The promise of artificial intelligence (AI) in healthcare is rapidly taking shape. Pharmaceutical and medical device companies are tapping into the ability of machine learning to make their products more efficient and effective for patients. Even FDA is becoming more comfortable with AI and has recently given approval to several technologies that have embraced machine learning.
ThinkGenetic, a digital health startup, has leveraged the power of AI to help patients understand themselves and the likelihood if they have a genetic disease. The company’s CEO and co-founder David Jacob will be at MD&M East, moderating the panel: How Artificial Intelligence is Moving the Needle in Medtech.
“The panel will be looking for ways to use artificial intelligence to make their device more knowledgeable,” Jacob told MD+DI. “And one of the underlying things will be how do we shorten the diagnosis odyssey - whether that’s with machine learning or with a wearable device.”
ThinkGenetic originated from IBM Watson’s commitment to invest about $1 billion in healthcare back in 2014.
“When [IBM Watson] said they were going to invest a billion dollars in healthcare- we thought, oh that’s the space we’re in… we need to take a look at this,” Jacob said. “Being a consulting partner, we got to have one of the first commercial agreements with IBM to use Watson. We got to use [Watson] for free for two years to build our application.”
ThinkGenetic locates individuals with diagnosed and undiagnosed genetic diseases using AI solutions. Jacob said he likes to think of the company’s solution as a “GPS for genetics.”
“One of the problems the pharmaceutical industry has is that they develop these drug treatments or orphan drugs with genetic conditions and then they have problems finding the patients because they are so rare,” Jacob said. “What ThinkGenetic does is finds these patients on the internet when they’re out searching for answers and walks them through the process of learning more about themselves.”
He added, “[Our application] will walk you through the process of figuring out if it’s genetic, then what it might be. This is all artificial intelligence behind the scenes saying you’ve told me these symptoms – let me ask you so more questions. What we’re trying to do is say if it’s genetic, then let’s talk about what it could be and then what you need to talk to your doctor about. We actually have genetic counsellors on staff who will direct you to the next steps to find out what’s going on.”
AI has been coupled with a wide array of technologies – but mostly diagnostic applications. Last month, South San Francisco, CA-based Freenome revealed it had initiated a clinical study to help bring an AI-Genomics blood test for colorectal cancer to the U.S. market. The test would be able to learn from its mistakes and make colorectal screening more accurate. During an interview with MD+DI, the company’s CEO said AI was a natural step in the evolution of diagnostics that should have taken place “years” ago.
AI has also been paired with applications that can monitor a woman’s health. Startup firm, Ava has developed a bracelet that uses AI to help monitor and track a woman’s cycle. The firm recently raised $30 million in a series B round to help its technologies’ applications.

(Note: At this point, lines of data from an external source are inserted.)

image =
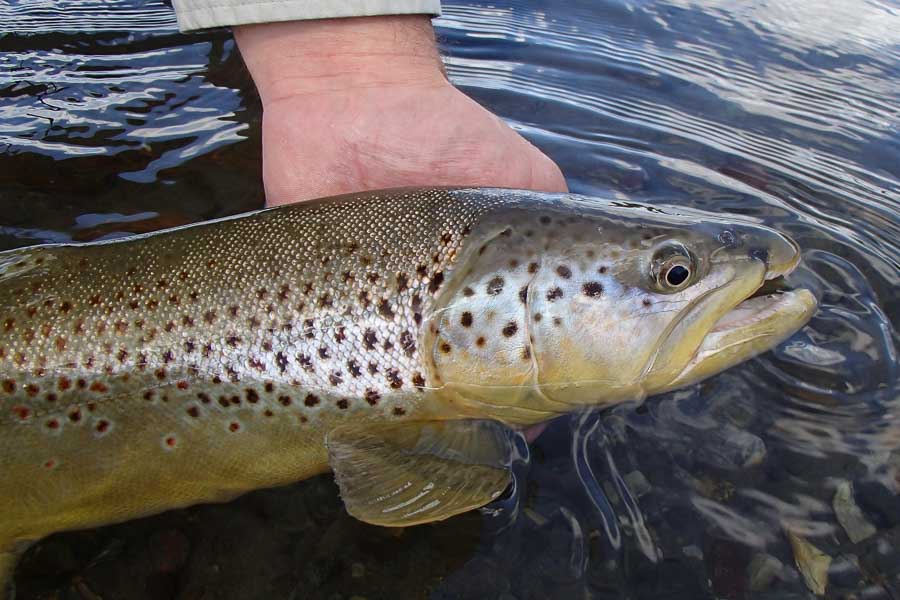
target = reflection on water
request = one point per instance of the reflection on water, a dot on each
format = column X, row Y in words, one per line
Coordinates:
column 111, row 122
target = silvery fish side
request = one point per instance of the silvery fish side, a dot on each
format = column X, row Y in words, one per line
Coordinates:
column 375, row 329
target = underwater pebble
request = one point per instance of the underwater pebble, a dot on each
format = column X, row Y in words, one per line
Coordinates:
column 730, row 448
column 610, row 490
column 845, row 572
column 849, row 514
column 535, row 517
column 762, row 570
column 876, row 497
column 169, row 550
column 637, row 484
column 357, row 570
column 812, row 563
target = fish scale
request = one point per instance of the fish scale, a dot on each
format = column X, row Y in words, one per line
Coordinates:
column 391, row 336
column 260, row 332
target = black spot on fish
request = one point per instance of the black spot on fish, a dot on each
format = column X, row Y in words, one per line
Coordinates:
column 369, row 339
column 305, row 362
column 436, row 282
column 494, row 286
column 353, row 368
column 592, row 289
column 407, row 343
column 393, row 376
column 402, row 282
column 384, row 309
column 372, row 396
column 418, row 380
column 554, row 294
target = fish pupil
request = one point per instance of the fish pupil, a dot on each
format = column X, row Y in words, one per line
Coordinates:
column 677, row 275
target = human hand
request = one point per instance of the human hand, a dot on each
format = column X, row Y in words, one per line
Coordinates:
column 362, row 103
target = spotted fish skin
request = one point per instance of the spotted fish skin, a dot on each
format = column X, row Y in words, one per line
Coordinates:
column 202, row 362
column 195, row 364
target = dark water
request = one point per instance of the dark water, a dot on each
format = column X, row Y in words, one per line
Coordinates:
column 111, row 122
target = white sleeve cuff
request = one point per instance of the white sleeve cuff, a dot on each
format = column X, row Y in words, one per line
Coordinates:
column 202, row 14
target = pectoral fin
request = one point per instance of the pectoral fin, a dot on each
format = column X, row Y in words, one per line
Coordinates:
column 401, row 474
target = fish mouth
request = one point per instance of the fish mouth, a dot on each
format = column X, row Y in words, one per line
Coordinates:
column 764, row 319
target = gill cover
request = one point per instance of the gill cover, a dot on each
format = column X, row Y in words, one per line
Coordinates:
column 588, row 302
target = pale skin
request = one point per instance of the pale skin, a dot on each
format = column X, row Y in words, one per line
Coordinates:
column 363, row 103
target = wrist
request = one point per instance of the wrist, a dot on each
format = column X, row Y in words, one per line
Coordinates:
column 330, row 55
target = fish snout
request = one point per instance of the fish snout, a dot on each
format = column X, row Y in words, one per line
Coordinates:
column 776, row 250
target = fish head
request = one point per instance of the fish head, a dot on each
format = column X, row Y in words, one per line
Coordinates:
column 599, row 305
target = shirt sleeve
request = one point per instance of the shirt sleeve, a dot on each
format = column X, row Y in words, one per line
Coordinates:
column 201, row 14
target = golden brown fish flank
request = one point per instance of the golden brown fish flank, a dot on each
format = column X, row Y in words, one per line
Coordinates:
column 363, row 333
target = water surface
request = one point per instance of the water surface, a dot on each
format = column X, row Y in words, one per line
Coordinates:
column 111, row 122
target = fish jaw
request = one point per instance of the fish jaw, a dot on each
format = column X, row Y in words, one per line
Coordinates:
column 751, row 328
column 729, row 324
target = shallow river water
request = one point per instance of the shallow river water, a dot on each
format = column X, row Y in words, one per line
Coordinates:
column 111, row 122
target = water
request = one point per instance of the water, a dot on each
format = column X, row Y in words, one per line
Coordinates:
column 111, row 122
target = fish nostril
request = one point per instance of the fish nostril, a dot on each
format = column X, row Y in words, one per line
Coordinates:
column 728, row 238
column 760, row 254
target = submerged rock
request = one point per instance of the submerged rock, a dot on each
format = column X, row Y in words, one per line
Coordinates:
column 812, row 563
column 849, row 514
column 762, row 570
column 637, row 484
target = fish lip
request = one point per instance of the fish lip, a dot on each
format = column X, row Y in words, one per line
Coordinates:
column 771, row 273
column 770, row 317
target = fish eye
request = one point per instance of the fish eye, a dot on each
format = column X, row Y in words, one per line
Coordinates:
column 672, row 268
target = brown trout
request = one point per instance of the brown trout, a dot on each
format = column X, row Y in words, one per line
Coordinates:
column 391, row 336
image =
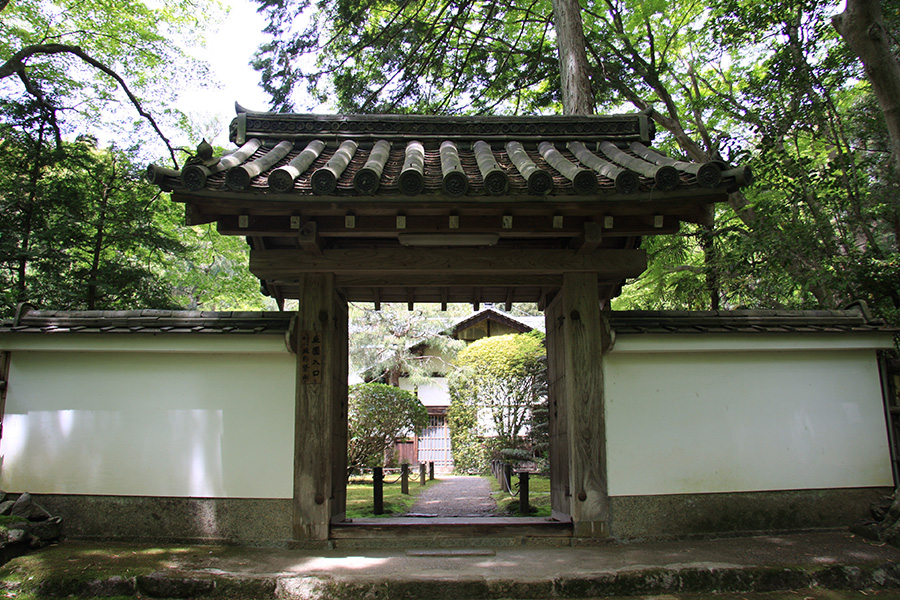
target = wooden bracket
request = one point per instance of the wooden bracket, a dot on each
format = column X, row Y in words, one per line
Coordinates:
column 589, row 239
column 309, row 240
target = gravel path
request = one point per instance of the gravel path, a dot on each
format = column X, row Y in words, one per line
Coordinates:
column 456, row 496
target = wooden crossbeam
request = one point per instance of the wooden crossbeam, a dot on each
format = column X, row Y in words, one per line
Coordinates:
column 451, row 265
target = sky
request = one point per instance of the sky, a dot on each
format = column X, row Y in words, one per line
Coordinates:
column 228, row 52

But perhaps the company with the loftiest ambitions for AI is Beta Bionic. The Boston-based firm is developing a bionic pancreas called the ILet, that could monitor and control a patient’s blood sugar automatically. The company recently received FDA approval to begin recruitment for the home-use studies testing an insulin-only configuration of the device.
Jacob said that the number of applications for AI will continue to grow and that people could expect the scope of machine learning in healthcare to change over the next 10 years.
“In healthcare, I see AI making us more proactive rather than reactive,” Jacob said. “We’re going to see things coming before they actually come. We’re going to have all these devices – your Fitbit, your pacemaker, and your Apple Watch. All these devices are going to be sending data that can be useful to the healthcare system. If the algorithms are written correctly then we can basically see problems [ahead of time]."